Montana counties will receive a total of $31.8 million in Payment in Lieu of Taxes or PILT payments from the U.S. Department of the Interior for 2017, including more than a million for Blaine County, a press release from the Department of the Interior said Monday.

“As a kid who grew up in northwest Montana and whose sons graduated from the same high school as I did, I know how important PILT payments are to local communities that have federal lands,” Interior Secretary Ryan Zinke, a Whitefish native, said in a press release. “These investments are one of the ways the federal government is fulfilling its role of being a good land manager and good neighbor to local communities.”

A breakdown of the latest round of PILT payments on the Interior Department website says Montana counties receiving payments include: $1,013,358 for Blaine County; $374,820 for Chouteau County; $121,875 for Hill County and $82,747 for Liberty County.

Zinke said, in all $464.6 million in PILT funds is being released, the largest amount in the program’s 40-year history.

“PILT payments help Montana counties provide critical services and keep a balanced budget,” U.S. Sen. Jon Tester, D-Mont., said in a press release Monday. “Local officials will use these resources to build roads, support important infrastructure projects, and bolster local police and fire departments. I know how important PILT payments are to Montana, and I will keep fighting to secure these essential investments for rural communities.”

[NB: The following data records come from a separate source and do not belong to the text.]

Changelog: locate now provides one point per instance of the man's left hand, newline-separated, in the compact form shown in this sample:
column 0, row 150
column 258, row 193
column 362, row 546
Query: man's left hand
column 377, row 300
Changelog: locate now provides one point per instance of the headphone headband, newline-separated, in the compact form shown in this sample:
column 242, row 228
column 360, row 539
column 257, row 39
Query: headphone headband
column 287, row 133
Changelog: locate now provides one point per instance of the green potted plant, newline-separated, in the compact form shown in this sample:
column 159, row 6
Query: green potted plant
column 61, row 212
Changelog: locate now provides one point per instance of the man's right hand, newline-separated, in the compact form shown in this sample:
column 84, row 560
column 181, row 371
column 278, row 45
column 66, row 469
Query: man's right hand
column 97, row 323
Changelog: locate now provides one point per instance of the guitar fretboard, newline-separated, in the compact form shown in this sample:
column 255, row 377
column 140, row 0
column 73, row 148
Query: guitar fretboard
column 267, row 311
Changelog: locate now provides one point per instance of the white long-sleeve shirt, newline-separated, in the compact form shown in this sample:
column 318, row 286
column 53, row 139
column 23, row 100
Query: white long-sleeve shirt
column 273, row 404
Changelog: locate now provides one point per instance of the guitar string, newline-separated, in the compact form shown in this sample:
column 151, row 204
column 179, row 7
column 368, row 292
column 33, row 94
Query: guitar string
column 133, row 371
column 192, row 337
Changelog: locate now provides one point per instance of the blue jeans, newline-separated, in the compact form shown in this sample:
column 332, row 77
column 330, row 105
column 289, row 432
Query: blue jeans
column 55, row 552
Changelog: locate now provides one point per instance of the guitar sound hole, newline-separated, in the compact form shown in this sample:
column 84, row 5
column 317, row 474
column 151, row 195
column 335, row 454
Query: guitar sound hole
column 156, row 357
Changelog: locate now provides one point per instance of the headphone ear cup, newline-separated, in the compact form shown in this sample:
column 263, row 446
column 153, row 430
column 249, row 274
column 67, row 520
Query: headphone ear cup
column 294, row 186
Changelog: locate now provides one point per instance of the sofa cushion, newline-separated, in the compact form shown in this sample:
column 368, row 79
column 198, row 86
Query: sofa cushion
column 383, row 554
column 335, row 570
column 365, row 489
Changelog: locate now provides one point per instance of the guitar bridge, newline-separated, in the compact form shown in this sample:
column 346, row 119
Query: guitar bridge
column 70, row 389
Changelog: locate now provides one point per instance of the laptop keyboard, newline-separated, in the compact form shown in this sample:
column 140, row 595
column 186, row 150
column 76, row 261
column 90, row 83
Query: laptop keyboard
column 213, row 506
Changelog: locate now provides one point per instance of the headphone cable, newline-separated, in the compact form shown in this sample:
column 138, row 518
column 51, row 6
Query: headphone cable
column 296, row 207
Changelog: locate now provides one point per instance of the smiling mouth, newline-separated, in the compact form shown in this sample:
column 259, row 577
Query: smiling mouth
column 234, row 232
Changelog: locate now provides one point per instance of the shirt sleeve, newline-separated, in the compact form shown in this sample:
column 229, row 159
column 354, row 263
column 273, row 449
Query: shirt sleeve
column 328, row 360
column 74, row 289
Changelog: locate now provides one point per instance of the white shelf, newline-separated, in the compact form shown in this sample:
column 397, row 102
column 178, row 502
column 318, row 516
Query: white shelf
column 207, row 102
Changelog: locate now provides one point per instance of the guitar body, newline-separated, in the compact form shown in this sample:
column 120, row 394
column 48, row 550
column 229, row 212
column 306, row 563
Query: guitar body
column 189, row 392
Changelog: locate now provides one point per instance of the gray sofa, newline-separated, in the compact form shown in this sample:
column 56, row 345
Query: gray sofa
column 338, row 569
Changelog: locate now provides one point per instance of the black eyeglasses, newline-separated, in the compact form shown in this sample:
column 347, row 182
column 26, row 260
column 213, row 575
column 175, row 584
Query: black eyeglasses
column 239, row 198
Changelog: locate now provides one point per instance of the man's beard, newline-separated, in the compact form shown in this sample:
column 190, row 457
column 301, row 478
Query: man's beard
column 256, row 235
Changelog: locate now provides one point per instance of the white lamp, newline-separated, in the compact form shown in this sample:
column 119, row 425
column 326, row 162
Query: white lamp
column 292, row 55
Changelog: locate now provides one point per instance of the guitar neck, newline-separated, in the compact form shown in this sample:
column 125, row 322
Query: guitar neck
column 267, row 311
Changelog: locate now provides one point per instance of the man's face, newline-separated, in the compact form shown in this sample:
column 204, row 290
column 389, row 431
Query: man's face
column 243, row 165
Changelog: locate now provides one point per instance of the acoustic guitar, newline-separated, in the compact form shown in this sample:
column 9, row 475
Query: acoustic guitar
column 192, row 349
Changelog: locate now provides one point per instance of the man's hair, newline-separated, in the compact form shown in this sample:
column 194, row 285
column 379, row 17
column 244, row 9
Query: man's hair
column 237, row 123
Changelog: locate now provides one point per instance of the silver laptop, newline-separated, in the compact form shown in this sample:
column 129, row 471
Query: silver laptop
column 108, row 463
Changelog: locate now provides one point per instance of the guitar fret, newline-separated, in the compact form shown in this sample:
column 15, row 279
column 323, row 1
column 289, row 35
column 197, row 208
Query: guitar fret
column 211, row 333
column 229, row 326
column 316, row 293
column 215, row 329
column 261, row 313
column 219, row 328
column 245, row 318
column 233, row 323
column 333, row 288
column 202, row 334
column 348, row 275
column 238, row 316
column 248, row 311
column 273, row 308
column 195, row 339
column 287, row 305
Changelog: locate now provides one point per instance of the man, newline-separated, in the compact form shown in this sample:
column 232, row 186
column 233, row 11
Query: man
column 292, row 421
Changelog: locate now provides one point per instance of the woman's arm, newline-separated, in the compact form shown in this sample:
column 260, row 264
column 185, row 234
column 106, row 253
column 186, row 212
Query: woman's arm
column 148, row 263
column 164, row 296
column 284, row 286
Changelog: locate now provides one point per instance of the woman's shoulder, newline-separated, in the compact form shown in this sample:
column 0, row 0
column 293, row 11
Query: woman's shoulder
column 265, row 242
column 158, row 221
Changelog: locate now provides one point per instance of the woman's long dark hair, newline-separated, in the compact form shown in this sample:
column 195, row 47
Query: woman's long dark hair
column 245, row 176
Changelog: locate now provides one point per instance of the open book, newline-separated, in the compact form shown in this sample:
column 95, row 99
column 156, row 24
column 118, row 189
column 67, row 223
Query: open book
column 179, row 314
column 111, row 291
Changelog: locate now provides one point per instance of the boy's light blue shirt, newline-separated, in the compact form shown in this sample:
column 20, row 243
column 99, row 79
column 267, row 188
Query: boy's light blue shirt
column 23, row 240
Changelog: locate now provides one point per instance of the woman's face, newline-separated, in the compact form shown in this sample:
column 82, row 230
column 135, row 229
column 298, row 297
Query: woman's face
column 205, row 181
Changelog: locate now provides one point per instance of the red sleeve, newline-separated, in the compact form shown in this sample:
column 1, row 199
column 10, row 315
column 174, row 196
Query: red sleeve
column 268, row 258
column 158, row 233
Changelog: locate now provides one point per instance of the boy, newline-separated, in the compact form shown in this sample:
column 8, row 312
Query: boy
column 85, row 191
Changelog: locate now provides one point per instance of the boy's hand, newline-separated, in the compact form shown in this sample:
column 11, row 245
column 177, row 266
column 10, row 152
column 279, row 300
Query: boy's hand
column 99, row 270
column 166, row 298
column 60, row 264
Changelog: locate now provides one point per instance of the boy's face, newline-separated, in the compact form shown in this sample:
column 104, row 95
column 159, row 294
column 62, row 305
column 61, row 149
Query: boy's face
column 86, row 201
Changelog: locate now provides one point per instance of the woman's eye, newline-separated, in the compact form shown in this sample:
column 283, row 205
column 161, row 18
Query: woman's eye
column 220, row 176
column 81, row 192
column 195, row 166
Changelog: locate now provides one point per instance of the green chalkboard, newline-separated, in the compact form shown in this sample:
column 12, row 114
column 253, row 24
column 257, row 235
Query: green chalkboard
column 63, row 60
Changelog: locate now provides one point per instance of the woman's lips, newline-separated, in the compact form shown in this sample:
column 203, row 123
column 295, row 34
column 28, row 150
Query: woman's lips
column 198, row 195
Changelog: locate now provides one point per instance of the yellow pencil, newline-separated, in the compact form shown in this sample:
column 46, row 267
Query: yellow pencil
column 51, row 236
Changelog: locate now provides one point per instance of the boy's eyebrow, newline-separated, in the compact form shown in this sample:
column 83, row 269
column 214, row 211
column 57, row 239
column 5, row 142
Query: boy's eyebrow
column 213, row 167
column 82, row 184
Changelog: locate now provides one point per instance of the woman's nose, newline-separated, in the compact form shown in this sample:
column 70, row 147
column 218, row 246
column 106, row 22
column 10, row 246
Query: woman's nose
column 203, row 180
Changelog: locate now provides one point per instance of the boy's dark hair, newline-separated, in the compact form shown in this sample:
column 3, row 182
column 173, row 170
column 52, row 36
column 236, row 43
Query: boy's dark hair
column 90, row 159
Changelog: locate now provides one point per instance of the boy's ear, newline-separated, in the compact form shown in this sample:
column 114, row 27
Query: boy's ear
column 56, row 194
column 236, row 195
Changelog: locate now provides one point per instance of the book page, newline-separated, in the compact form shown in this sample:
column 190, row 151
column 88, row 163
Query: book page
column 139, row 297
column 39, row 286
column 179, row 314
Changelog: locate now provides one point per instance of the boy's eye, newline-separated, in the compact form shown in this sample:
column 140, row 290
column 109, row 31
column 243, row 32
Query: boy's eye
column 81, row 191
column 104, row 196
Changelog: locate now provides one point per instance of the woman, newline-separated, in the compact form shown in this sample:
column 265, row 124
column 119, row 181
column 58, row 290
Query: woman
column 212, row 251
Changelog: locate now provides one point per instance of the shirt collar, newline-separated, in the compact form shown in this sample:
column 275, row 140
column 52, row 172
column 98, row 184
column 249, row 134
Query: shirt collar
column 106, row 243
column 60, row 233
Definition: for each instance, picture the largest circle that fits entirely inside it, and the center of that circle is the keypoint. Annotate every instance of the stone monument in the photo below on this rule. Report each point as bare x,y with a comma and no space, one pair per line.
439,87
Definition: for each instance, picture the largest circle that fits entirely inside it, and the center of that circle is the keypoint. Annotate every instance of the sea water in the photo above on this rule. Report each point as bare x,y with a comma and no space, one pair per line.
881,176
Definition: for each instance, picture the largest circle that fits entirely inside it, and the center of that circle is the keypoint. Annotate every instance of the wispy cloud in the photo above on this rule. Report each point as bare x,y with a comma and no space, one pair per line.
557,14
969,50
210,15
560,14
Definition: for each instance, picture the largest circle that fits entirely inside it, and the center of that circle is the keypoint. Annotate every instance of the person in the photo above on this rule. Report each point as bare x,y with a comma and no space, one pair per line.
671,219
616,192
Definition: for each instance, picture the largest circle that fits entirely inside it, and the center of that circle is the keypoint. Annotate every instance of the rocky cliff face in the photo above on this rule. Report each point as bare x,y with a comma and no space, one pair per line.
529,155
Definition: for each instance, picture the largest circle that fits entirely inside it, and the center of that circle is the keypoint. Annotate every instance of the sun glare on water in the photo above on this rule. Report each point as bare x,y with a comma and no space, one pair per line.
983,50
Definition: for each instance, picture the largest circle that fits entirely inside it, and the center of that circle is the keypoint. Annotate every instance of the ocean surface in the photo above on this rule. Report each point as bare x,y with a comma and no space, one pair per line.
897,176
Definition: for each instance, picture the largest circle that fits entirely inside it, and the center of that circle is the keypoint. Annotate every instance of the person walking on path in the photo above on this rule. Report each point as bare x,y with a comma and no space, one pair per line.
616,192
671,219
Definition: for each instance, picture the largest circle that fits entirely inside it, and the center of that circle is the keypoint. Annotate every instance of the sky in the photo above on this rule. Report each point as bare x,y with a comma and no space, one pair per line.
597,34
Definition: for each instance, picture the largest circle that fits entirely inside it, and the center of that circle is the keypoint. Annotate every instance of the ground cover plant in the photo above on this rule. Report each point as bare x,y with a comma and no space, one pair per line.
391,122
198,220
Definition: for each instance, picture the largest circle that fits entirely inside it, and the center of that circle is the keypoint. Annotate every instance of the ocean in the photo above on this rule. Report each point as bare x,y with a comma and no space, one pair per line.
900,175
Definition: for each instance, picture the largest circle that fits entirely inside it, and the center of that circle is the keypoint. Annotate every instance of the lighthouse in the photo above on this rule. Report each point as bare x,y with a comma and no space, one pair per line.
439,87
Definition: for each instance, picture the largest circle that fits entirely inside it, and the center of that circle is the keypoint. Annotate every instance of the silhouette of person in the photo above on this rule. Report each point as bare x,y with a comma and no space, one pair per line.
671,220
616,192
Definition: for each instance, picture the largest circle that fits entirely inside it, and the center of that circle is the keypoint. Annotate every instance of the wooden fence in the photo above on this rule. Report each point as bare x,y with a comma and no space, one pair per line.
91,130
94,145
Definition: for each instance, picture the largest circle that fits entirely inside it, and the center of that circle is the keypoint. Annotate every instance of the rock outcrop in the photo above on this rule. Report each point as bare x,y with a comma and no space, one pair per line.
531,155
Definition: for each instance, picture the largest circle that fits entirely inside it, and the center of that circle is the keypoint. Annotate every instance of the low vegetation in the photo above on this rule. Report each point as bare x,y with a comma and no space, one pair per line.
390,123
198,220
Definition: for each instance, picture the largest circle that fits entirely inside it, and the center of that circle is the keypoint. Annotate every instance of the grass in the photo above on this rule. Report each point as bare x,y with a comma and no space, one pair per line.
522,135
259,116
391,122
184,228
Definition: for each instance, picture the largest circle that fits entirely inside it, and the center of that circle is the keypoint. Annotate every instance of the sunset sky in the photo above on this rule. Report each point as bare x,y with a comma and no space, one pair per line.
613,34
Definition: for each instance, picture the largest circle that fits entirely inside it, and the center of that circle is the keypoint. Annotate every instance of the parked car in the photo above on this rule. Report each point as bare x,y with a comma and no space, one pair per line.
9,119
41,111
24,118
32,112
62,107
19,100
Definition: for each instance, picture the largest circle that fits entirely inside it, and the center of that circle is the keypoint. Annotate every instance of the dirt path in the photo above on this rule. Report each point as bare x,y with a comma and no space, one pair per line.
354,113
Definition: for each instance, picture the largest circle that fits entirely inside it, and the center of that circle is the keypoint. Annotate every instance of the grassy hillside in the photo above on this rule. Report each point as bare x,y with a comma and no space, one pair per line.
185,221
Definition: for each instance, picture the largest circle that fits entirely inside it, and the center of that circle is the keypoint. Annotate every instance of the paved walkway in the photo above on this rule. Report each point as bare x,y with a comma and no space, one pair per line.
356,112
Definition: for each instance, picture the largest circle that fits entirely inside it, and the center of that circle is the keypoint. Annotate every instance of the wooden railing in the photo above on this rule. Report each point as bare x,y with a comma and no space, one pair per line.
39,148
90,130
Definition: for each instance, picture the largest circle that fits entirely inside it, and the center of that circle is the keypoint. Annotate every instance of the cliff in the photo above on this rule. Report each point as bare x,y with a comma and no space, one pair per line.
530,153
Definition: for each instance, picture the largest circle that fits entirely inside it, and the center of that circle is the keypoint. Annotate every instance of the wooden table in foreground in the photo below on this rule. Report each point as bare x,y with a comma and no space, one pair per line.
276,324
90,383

“PILT payments are essential for Montana’s rural counties — to keep our public services operating,” U.S. Sen. Steve Daines, R-Mont., said in a press release this morning. “The PILT program provides critical support for the safety of Montana’s rural counties.”

PILT payments are made to local governments to offset losses from taxexempt land administered by the Bureau of Land Management, National Parks Service, the U.S. Fish Wildlife Service; U.S. Forest Service; federal water projects; and certain military installations the Department of the Interior website says.

Money from the payments is used by  local governments to offset losses in revenue to fund operations such as search and rescue operations, police and fire services, schools and infrastructure.  

Though PILT payments have been secured for 2017, Tester has said he is concerned about President Donald Trump’s 2018 proposed budget that would cut funding for PILT by $70 million.

The Interior Department website said nearly $8 billion in PILT payments have been distributed since payments started being made in 1977.